- O ex-presidente Jair Bolsonaro e outros sete réus são julgados pelo Supremo Tribunal Federal (STF) por suposta participação em uma tentativa de golpe de Estado.
- As acusações incluem associação criminosa armada, golpe de Estado e abolição violenta do Estado Democrático de Direito.
- O ministro relator, Alexandre de Moraes, votou pela condenação de todos os réus, e a Procuradoria-Geral da República (PGR) pede penas que podem somar até 43 anos de prisão.
- O grupo também enfrenta acusações de dano qualificado e incitação ao crime.

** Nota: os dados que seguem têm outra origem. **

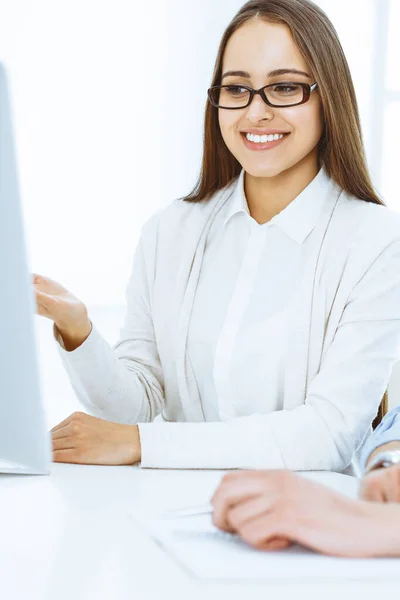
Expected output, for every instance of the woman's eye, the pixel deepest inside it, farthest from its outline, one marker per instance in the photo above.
(235, 90)
(286, 89)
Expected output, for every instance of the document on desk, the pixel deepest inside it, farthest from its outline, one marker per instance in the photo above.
(210, 554)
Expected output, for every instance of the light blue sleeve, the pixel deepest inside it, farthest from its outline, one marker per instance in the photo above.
(387, 431)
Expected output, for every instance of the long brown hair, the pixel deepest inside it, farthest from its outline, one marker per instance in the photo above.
(341, 149)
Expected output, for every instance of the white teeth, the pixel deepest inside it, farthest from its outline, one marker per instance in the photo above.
(262, 139)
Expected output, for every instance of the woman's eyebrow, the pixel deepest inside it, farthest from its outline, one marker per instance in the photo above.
(274, 73)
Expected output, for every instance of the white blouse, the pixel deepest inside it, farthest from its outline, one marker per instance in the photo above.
(237, 338)
(248, 345)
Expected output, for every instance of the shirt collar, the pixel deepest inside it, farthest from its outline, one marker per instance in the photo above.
(299, 218)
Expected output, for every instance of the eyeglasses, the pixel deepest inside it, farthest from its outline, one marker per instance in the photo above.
(236, 96)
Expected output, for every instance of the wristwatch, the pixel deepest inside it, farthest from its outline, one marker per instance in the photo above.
(384, 459)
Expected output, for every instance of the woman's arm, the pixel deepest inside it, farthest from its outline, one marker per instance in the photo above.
(340, 404)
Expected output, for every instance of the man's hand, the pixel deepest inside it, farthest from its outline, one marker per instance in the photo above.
(83, 439)
(381, 485)
(272, 509)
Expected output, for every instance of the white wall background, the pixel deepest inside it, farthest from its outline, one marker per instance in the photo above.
(108, 99)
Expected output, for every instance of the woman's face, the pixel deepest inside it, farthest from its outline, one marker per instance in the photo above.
(257, 48)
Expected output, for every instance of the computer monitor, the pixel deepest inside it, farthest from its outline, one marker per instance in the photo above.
(25, 443)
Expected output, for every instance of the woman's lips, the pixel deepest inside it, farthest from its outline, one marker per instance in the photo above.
(259, 146)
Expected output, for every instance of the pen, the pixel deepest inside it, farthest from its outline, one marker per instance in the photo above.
(190, 511)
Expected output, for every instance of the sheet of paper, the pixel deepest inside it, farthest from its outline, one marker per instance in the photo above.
(207, 553)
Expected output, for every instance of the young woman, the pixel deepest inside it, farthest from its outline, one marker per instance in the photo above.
(263, 310)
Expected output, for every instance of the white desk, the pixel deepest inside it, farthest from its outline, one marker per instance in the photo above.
(69, 536)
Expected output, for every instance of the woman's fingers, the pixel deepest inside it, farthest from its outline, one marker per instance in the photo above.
(235, 489)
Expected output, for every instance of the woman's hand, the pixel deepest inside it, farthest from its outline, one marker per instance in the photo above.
(58, 304)
(271, 509)
(83, 439)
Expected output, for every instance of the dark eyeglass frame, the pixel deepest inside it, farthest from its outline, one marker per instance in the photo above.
(307, 89)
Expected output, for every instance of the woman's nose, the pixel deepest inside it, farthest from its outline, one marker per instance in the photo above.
(258, 109)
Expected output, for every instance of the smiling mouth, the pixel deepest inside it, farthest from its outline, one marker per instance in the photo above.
(258, 142)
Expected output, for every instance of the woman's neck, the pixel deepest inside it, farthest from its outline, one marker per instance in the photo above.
(268, 196)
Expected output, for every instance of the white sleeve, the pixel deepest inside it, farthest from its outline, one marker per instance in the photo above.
(340, 404)
(123, 383)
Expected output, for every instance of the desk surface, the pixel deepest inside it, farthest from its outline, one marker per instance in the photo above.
(69, 535)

- A defesa pode recorrer das decisões, e as circunstâncias individuais de cada réu serão consideradas na definição das penas.
O ex-presidente Jair Bolsonaro e outros sete réus estão sendo julgados pelo Supremo Tribunal Federal (STF) por sua suposta participação em uma tentativa de golpe de Estado. As acusações incluem crimes como associação criminosa armada, golpe de Estado e abolição violenta do Estado Democrático de Direito. Caso sejam condenados, as penas podem somar até 43 anos de prisão.

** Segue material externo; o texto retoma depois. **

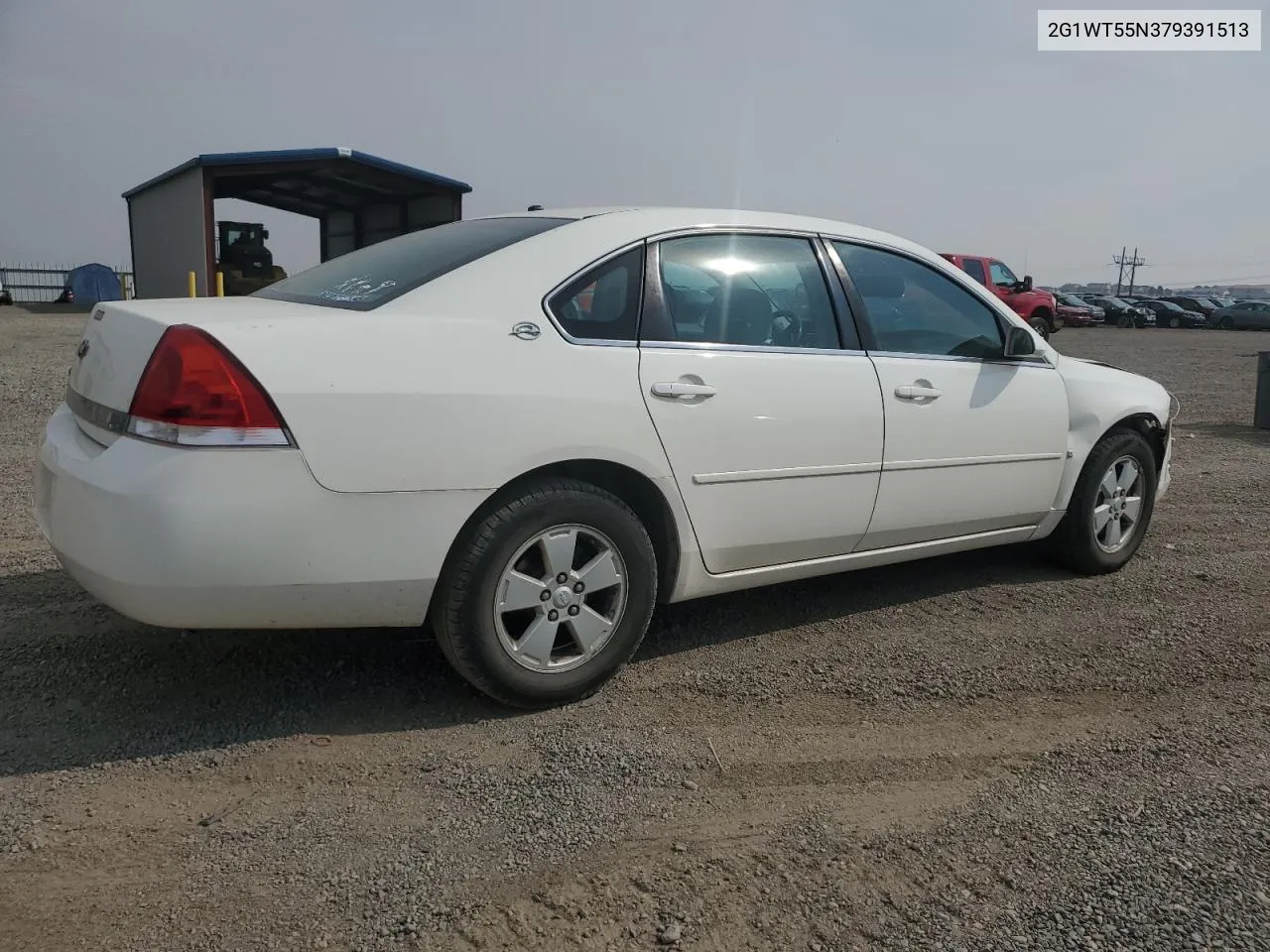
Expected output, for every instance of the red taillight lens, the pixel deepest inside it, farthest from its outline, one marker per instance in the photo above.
(194, 393)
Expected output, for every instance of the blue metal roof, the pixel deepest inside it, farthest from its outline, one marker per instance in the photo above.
(305, 155)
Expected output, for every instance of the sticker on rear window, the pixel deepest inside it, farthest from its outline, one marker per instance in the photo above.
(357, 289)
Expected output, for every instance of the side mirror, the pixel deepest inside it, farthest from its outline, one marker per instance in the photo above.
(1020, 341)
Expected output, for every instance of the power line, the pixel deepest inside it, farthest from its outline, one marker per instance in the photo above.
(1134, 263)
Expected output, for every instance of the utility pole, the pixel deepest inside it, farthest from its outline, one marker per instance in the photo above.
(1134, 264)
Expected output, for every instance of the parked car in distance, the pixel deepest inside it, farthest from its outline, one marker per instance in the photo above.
(1170, 315)
(1035, 306)
(1198, 304)
(654, 405)
(1076, 312)
(1242, 315)
(1119, 312)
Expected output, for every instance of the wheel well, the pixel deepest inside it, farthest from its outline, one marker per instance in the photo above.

Na sessão de terça-feira, 9 de outubro, o ministro relator Alexandre de Moraes votou pela condenação de todos os réus do chamado “núcleo crucial” da trama golpista. A Procuradoria-Geral da República (PGR) também solicitou que, em caso de condenação, as penas sejam somadas. Os crimes em questão incluem ainda dano qualificado e incitação ao crime.
O grupo, que será julgado na Primeira Turma do STF, enfrenta a possibilidade de penas severas. As circunstâncias individuais de cada réu serão consideradas na definição das penas, levando em conta fatores como idade e antecedentes. O deputado federal Alexandre Ramagem teve a ação suspensa em relação a dois crimes, devido a uma decisão da Câmara dos Deputados.
Embora a legislação brasileira preveja um tempo máximo de prisão de 40 anos, a progressão de regime pode permitir que os condenados cumpram parte da pena em regime semiaberto. A defesa dos réus poderá recorrer das decisões, buscando alterar as penas aplicadas.